Nel teatro c’è spazio per ogni emozione, anche per quelle che nella vita di tutti i giorni tendiamo a reprimere: la rabbia, la paura, la vergogna, l’euforia. C’è spazio per il corpo, che si esprime e comunica molto prima della parola. C’è spazio per la relazione: con se stessi, con l’altro, con lo spazio e con il gruppo.
Nel contesto della teatroterapia, questo diventa ancora più evidente. Il teatro non è performance, ma trasformazione. È possibilità di cura attraverso l’arte.
Le sfumature cromatiche del teatro
Se il teatro fosse una tavolozza, sarebbe impossibile definirlo con un solo colore. Il teatro è rosso passione, ma anche blu malinconia, verde speranza, nero profondità, giallo gioco e luce. Ogni scena, ogni gesto, ogni improvvisazione porta con sé una sfumatura emotiva, una vibrazione diversa.
C’è un teatro che accoglie le fragilità e le trasforma in potenza creativa. Un teatro che gioca, esplora, rompe i confini.
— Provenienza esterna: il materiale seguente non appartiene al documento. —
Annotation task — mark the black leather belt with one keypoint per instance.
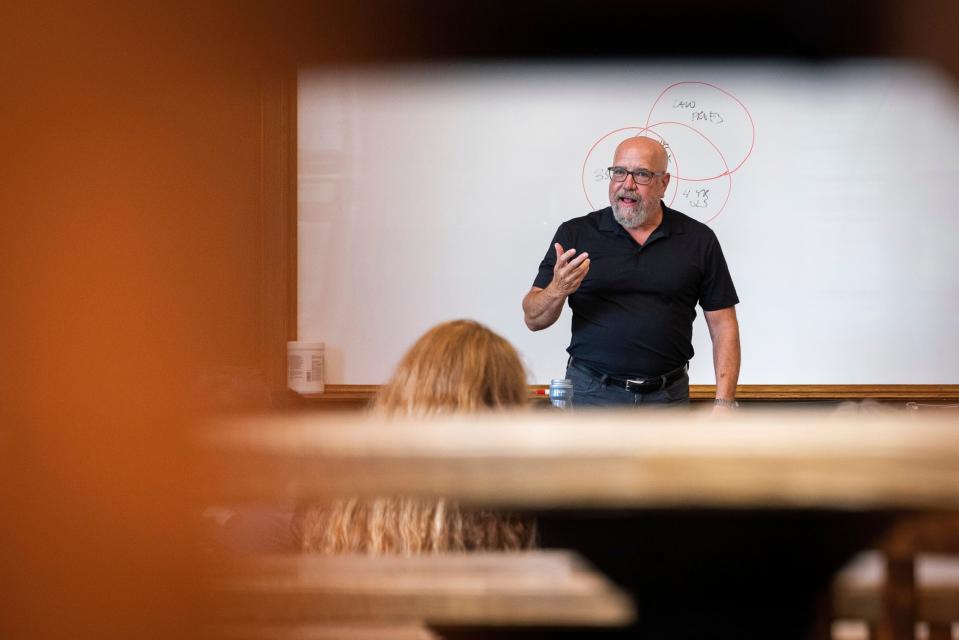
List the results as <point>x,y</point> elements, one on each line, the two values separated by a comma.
<point>636,385</point>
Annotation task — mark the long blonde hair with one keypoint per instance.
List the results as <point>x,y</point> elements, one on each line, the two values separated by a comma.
<point>456,367</point>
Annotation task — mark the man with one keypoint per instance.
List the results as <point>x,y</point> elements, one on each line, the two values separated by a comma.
<point>641,269</point>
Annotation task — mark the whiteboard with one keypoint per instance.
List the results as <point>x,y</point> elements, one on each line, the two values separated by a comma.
<point>428,193</point>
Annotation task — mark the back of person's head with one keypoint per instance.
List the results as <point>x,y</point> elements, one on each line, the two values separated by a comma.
<point>457,366</point>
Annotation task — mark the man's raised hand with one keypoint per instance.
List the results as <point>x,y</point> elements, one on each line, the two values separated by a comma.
<point>569,271</point>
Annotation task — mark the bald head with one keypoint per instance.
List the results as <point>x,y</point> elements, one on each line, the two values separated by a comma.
<point>652,152</point>
<point>634,204</point>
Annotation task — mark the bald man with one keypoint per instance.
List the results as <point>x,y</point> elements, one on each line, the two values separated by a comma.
<point>633,274</point>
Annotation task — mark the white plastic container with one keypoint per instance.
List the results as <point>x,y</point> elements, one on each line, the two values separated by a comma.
<point>305,366</point>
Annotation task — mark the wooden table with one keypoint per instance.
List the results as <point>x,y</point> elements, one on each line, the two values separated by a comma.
<point>721,528</point>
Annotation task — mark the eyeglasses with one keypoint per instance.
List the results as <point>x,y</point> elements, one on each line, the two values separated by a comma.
<point>640,176</point>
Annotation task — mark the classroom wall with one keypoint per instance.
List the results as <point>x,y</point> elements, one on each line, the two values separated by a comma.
<point>431,193</point>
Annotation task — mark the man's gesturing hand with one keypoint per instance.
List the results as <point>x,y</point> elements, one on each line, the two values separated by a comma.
<point>568,272</point>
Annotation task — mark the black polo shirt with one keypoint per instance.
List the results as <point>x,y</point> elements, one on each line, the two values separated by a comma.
<point>633,313</point>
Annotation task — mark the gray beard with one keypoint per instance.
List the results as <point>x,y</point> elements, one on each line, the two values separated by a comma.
<point>631,220</point>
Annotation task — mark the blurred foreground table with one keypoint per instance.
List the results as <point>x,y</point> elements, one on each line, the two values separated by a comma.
<point>718,528</point>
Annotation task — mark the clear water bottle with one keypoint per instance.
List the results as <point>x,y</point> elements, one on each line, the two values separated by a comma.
<point>561,393</point>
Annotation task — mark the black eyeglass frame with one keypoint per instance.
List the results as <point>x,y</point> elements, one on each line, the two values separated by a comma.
<point>640,176</point>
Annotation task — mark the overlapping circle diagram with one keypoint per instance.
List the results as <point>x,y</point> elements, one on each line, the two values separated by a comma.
<point>708,134</point>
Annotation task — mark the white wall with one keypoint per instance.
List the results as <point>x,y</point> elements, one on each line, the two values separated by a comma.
<point>427,194</point>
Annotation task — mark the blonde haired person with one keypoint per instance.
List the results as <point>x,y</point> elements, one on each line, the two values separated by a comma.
<point>456,367</point>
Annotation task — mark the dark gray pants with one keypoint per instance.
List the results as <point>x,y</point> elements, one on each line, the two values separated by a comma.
<point>590,392</point>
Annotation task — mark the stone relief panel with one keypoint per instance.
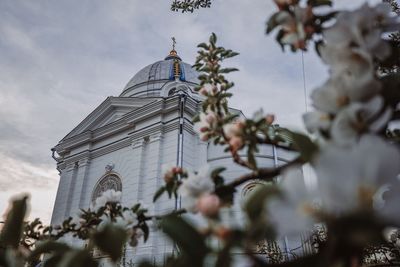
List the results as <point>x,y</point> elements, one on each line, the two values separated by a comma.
<point>107,182</point>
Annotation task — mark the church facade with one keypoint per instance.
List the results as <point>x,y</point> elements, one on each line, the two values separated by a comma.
<point>124,142</point>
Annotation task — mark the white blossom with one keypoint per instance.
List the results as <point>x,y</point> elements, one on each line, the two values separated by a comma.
<point>359,118</point>
<point>349,177</point>
<point>315,121</point>
<point>127,220</point>
<point>194,186</point>
<point>340,91</point>
<point>363,28</point>
<point>293,212</point>
<point>208,122</point>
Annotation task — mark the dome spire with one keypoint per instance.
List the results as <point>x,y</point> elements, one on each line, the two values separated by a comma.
<point>173,54</point>
<point>173,43</point>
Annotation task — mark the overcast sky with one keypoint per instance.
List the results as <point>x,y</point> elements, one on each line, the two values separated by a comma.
<point>60,59</point>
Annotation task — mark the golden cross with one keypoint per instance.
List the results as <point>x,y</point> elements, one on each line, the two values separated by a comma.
<point>173,43</point>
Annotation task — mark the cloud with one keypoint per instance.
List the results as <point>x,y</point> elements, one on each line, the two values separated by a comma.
<point>60,60</point>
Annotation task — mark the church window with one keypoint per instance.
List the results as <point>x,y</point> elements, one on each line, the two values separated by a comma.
<point>107,182</point>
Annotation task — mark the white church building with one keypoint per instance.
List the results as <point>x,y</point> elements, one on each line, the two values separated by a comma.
<point>124,142</point>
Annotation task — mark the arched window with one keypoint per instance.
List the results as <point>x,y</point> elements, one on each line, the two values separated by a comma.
<point>107,182</point>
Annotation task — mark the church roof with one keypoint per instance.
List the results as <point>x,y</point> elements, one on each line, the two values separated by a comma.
<point>154,76</point>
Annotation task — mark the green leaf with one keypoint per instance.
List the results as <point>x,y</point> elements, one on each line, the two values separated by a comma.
<point>304,145</point>
<point>159,193</point>
<point>77,258</point>
<point>203,45</point>
<point>146,264</point>
<point>315,3</point>
<point>300,142</point>
<point>111,240</point>
<point>216,172</point>
<point>213,38</point>
<point>48,247</point>
<point>254,206</point>
<point>228,70</point>
<point>186,237</point>
<point>13,226</point>
<point>272,23</point>
<point>136,207</point>
<point>146,231</point>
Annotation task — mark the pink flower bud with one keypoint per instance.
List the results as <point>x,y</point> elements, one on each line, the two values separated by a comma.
<point>208,205</point>
<point>203,91</point>
<point>236,143</point>
<point>270,118</point>
<point>168,177</point>
<point>210,118</point>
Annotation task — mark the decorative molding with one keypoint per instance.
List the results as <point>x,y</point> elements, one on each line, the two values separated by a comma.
<point>155,137</point>
<point>84,162</point>
<point>109,167</point>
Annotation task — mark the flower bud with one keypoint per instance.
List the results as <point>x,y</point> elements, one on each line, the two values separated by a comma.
<point>223,233</point>
<point>270,118</point>
<point>208,205</point>
<point>235,143</point>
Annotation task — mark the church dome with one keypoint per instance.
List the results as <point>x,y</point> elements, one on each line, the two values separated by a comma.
<point>150,80</point>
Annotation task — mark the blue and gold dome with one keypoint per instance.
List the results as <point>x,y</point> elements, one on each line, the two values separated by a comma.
<point>150,80</point>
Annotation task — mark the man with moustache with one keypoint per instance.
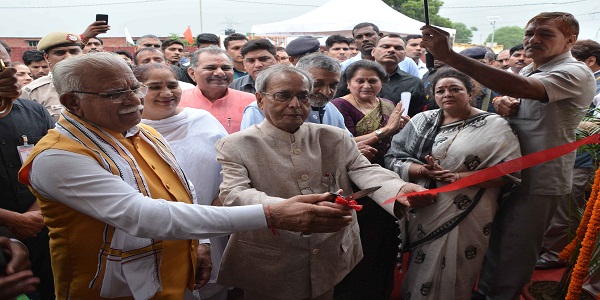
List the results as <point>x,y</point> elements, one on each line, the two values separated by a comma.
<point>233,44</point>
<point>258,55</point>
<point>34,60</point>
<point>551,90</point>
<point>517,59</point>
<point>325,72</point>
<point>415,52</point>
<point>502,59</point>
<point>388,51</point>
<point>58,46</point>
<point>338,47</point>
<point>212,70</point>
<point>125,223</point>
<point>366,36</point>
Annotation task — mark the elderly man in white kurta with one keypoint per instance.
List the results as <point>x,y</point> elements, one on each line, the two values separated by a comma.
<point>283,157</point>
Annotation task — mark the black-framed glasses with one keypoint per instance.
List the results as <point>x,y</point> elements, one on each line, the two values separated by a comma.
<point>120,96</point>
<point>287,97</point>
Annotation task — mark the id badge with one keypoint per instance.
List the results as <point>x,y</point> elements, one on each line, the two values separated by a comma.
<point>24,152</point>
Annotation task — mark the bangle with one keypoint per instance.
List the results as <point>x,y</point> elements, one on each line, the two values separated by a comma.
<point>270,223</point>
<point>494,100</point>
<point>84,41</point>
<point>421,172</point>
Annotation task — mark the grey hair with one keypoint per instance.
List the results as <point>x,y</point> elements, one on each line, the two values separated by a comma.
<point>265,76</point>
<point>68,74</point>
<point>210,50</point>
<point>147,36</point>
<point>319,61</point>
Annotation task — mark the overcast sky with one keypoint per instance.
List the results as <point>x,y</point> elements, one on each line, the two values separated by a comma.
<point>32,18</point>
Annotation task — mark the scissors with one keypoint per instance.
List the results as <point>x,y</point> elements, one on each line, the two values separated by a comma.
<point>351,200</point>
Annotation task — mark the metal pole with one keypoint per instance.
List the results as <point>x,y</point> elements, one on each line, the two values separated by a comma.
<point>493,31</point>
<point>201,19</point>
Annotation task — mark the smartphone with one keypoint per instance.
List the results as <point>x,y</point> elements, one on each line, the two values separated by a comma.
<point>3,262</point>
<point>102,17</point>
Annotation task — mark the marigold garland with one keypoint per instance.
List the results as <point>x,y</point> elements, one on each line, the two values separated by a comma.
<point>583,225</point>
<point>588,244</point>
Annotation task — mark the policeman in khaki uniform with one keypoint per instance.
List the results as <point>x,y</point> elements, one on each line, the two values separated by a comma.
<point>56,47</point>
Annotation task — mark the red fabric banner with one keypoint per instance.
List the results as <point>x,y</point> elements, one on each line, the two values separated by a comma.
<point>510,166</point>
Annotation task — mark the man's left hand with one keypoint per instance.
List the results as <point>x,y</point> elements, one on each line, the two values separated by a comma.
<point>95,29</point>
<point>415,201</point>
<point>203,266</point>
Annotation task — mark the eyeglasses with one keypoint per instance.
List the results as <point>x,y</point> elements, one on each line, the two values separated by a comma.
<point>287,97</point>
<point>120,96</point>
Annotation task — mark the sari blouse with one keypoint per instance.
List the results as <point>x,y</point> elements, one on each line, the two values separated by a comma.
<point>360,124</point>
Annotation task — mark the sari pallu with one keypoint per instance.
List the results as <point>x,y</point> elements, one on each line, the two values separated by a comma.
<point>448,240</point>
<point>360,124</point>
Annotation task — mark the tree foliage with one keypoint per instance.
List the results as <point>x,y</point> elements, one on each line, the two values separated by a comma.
<point>463,33</point>
<point>508,36</point>
<point>414,9</point>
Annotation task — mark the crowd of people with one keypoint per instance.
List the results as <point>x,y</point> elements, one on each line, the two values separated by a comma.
<point>162,174</point>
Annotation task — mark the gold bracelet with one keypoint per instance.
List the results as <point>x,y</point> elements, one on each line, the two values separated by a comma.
<point>421,172</point>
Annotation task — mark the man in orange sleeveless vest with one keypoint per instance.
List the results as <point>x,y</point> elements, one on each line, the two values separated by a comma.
<point>122,216</point>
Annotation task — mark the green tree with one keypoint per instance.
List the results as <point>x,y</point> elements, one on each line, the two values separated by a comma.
<point>463,33</point>
<point>508,36</point>
<point>414,9</point>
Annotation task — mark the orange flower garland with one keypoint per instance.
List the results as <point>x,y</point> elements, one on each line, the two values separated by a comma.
<point>583,225</point>
<point>589,241</point>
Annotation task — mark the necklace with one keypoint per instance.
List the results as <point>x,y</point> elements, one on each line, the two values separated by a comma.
<point>462,125</point>
<point>358,105</point>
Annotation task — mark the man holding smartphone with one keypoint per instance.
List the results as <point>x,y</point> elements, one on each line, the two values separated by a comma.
<point>58,46</point>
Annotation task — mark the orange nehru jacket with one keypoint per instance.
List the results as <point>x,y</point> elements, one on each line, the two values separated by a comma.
<point>76,239</point>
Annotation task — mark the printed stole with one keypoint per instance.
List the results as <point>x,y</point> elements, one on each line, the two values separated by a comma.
<point>132,263</point>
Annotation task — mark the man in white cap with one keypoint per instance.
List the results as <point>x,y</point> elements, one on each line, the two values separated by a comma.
<point>56,47</point>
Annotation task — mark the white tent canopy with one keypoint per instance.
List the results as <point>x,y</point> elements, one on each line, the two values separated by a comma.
<point>340,16</point>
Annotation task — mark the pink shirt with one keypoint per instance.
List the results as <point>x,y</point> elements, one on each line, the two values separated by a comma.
<point>228,110</point>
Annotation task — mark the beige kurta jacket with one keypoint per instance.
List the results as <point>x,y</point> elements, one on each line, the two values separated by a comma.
<point>264,164</point>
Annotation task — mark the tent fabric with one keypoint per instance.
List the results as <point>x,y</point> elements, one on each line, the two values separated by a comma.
<point>340,16</point>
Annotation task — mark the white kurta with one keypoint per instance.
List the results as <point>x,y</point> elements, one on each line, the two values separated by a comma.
<point>192,134</point>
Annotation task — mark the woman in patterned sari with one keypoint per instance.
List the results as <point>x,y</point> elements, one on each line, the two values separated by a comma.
<point>448,239</point>
<point>366,116</point>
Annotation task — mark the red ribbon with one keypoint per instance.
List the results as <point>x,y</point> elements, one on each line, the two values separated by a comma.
<point>350,203</point>
<point>508,167</point>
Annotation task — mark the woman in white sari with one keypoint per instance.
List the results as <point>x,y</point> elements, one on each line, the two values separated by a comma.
<point>448,239</point>
<point>192,133</point>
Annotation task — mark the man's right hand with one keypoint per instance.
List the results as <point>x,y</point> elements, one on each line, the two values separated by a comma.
<point>365,147</point>
<point>27,224</point>
<point>506,106</point>
<point>308,213</point>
Un teatro che non giudica, ma accompagna.
Nel lavoro che unisce teatro, arte e scrittura, queste sfumature si mescolano: i colori della voce si fondono con quelli del corpo e della parola scritta. È un linguaggio sinestetico, che risveglia i sensi e mette in dialogo emozione e pensiero.
Un invito
Fare teatro non è riservato a chi vuole diventare attore o attrice. È un atto umano e profondo, accessibile a chiunque voglia conoscersi meglio, liberare la propria creatività, guarire ferite invisibili o semplicemente mettersi in gioco.
Le attività che propongo — che uniscono teatroterapia, scrittura terapeutica, movimento creativo e narrazione — sono pensate proprio per questo: per accompagnare le persone a ritrovare il proprio colore autentico, dentro un paesaggio emotivo più ampio, vivo e condiviso.